La empresa de movilidad Uber prepara una de sus transformaciones más ambiciosas hasta la fecha al confirmar la integración de vuelos eléctricos en su plataforma. A través de una colaboración con Joby Aviation, los usuarios podrán reservar traslados en taxis aéreos directamente desde la aplicación de Uber, con Dubái como la primera ciudad en el mundo que albergará este servicio de manera operativa para finales de 2026. Esta noticia reafirma el interés de la compañía por dominar no solo el transporte terrestre, sino también el espacio aéreo urbano.

El anuncio representa un paso crucial en la evolución de lo que anteriormente se conoció como Uber Elevate. Aunque Uber vendió su división de movilidad aérea a Joby Aviation en 2020, ambas compañías han mantenido un vínculo estrecho. Lo que hoy se vuelve novedad es el compromiso de una fecha concreta y la integración técnica definitiva dentro de la interfaz de usuario que millones de personas ya utilizan. Joby Aviation, por su parte, aporta sus aeronaves de despegue y aterrizaje vertical (eVTOL), diseñadas para ser silenciosas y libres de emisiones operativas.

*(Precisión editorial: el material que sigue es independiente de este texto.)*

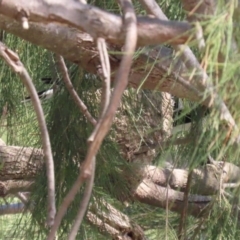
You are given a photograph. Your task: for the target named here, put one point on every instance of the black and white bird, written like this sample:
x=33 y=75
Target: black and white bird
x=48 y=93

Desde una perspectiva económica, este movimiento posiciona a Uber en el mercado de la Movilidad Aérea Avanzada (AAM), un sector que promete revolucionar el transporte en las megaciudades. Sin embargo, para que este modelo sea escalable, aún falta por confirmar el costo por trayecto para el usuario final y la infraestructura de 'vertipuertos' necesaria en otras regiones. En México, donde el tráfico en ciudades como la Ciudad de México y Monterrey representa un costo económico significativo, la llegada de este tipo de tecnologías podría ser una solución a largo plazo, aunque por ahora no hay planes confirmados para América Latina.

El gran reto para el consorcio sigue siendo la regulación. Mientras Dubái ha otorgado facilidades para las pruebas y la implementación, agencias como la FAA en Estados Unidos y sus equivalentes internacionales aún están en proceso de certificar la seguridad de estas aeronaves para vuelos comerciales masivos. Por el momento, la expectativa está puesta en los Emiratos Árabes Unidos, que funcionarán como el laboratorio global para determinar si el transporte aéreo compartido es financieramente viable y seguro para el público general.